On Nov 21, 2007 5:58 PM, SJ Klein meta.sj@gmail.com wrote:
Lars,
On Fri, 16 Nov 2007, Lars Aronsson wrote:
there, as a reserve for future meager years? If the interest rate is 4% then a fund which is 25 times bigger than the budget can support it in whole for ever. But even a smaller fund might be a good help. Should donors be given the option of giving to the current budget or giving to the fund? Has this been discussed?
This does come up from time to time. It is tremendously important. Being able to choose to give to a limited fund or trust for core sustenance would be a great thing.
I would fundraise aggressively for a trust to support core Wikipedia sustenance for the next century.

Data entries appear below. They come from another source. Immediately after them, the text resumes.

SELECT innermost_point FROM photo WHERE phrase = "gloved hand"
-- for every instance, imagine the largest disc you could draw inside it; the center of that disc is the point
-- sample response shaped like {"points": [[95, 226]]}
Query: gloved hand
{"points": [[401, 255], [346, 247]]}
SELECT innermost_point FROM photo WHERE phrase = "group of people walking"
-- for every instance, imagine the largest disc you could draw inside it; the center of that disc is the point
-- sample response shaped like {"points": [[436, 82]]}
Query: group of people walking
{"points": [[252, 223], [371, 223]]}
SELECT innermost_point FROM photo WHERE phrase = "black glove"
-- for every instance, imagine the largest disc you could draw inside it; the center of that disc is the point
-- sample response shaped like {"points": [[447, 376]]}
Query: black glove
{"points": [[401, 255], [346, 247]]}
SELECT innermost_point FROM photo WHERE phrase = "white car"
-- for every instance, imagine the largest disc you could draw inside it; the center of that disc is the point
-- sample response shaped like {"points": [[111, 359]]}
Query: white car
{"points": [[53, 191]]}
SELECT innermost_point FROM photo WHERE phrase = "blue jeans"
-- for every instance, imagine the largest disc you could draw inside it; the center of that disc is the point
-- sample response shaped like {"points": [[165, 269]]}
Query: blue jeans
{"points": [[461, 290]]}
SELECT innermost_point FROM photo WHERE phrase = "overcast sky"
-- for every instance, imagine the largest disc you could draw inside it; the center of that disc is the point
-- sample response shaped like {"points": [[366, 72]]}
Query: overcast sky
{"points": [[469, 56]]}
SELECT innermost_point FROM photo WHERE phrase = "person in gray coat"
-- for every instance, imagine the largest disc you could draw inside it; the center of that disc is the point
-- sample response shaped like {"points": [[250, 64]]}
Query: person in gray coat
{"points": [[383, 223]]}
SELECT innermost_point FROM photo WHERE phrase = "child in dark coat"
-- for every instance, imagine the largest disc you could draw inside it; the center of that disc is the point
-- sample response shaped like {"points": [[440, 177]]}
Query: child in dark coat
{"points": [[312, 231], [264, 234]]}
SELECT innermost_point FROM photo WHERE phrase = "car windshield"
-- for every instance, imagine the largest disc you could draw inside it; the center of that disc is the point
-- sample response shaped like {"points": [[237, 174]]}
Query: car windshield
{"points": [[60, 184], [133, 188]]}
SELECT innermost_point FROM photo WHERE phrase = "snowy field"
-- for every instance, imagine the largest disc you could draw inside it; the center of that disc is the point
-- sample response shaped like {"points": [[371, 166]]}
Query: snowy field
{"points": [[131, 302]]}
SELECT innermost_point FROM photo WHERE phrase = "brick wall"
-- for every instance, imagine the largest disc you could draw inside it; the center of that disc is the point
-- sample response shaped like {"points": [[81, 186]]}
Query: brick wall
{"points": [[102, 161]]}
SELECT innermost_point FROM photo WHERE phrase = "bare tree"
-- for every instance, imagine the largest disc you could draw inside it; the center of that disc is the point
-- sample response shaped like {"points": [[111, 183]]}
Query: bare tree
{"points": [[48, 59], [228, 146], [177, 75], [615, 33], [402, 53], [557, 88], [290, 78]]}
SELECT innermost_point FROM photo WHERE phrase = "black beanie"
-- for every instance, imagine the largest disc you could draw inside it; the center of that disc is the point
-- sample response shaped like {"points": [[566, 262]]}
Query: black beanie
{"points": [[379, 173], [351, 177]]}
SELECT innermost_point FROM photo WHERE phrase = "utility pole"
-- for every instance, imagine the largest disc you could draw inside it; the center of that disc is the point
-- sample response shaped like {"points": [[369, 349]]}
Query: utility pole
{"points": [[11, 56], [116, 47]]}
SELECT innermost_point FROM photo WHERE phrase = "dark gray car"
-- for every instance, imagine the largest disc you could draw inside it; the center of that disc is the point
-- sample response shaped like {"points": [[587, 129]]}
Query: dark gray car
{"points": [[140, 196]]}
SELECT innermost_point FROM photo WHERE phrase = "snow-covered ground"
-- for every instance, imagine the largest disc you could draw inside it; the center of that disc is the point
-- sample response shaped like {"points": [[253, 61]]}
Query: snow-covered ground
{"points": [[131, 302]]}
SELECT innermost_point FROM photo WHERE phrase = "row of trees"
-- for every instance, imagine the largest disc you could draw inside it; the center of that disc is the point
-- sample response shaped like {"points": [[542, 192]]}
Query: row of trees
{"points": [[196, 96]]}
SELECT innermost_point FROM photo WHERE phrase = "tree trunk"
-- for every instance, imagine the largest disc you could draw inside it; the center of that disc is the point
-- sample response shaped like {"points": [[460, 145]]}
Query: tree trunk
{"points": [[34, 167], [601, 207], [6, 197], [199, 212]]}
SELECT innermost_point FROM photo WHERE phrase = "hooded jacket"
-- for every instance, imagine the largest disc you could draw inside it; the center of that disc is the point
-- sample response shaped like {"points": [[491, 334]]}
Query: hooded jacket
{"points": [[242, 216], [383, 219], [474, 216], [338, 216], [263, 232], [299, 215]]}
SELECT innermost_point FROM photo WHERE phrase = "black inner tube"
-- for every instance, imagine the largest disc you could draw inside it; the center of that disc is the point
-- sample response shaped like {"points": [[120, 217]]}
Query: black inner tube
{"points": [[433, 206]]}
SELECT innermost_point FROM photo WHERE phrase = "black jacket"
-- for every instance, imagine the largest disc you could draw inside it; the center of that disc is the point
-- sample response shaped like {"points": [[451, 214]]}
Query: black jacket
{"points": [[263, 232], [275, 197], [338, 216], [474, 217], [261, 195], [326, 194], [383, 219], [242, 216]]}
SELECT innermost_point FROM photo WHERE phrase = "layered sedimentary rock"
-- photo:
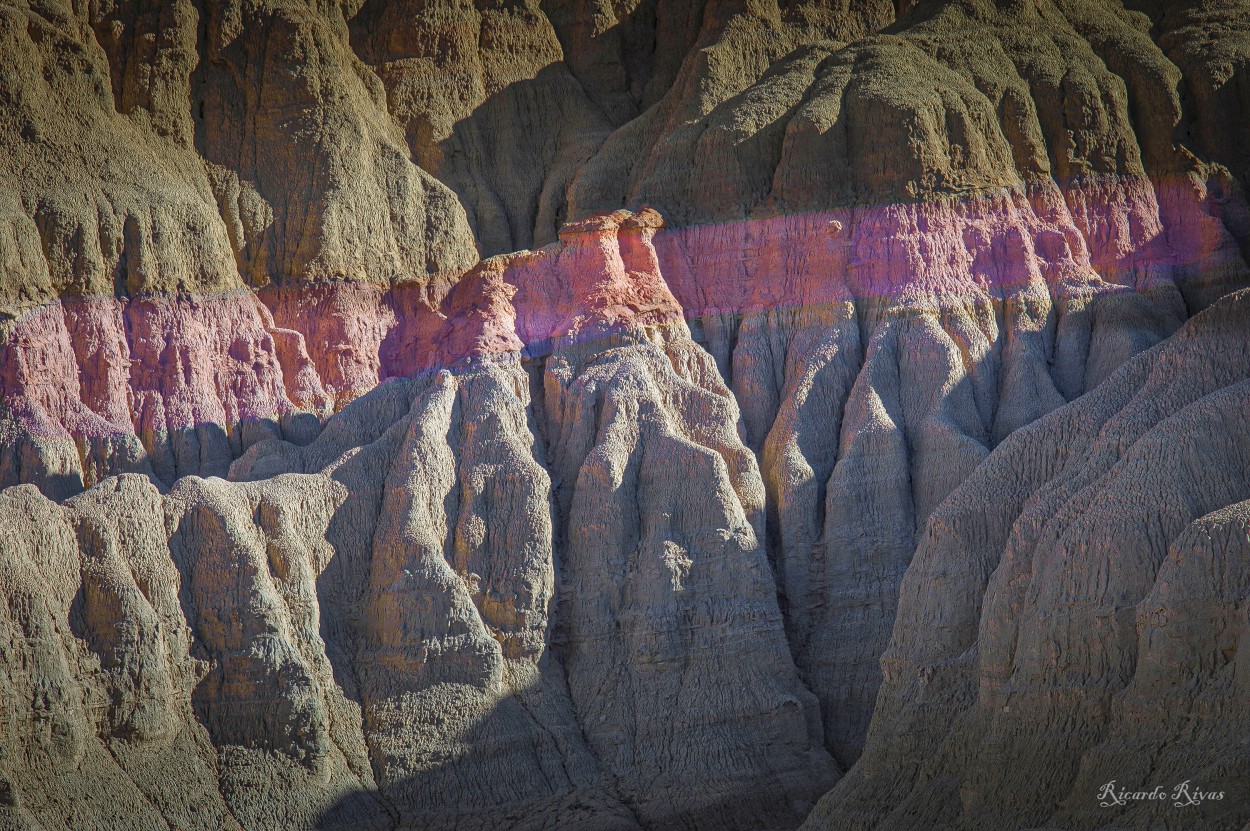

I completely agree with this.
While I don't doubt that if the announcement was made that "Wikipedia was going off the air tomorrow", a few wealthy donors would probably step up, it's awfully hard to be fully independent under those circumstances. And being able to guarantee baseline minimum operation would free up fundraising for other areas, as well; many grants, for instance, don't fund day-to-day operating expenses. It would also lessen the potential for having to make hard choices when the fundraisers didn't do well.
A long-term Wikimedia Endowment, specially for keeping the sites up and backed up and nothing else, could conceivably be of interest to many donors that wouldn't normally consider giving, as well; academic institutions, perhaps, or groups concerned with the preservation of information. Such a project deserves a separate, thoughtful, dedicated fundraising effort until it happens.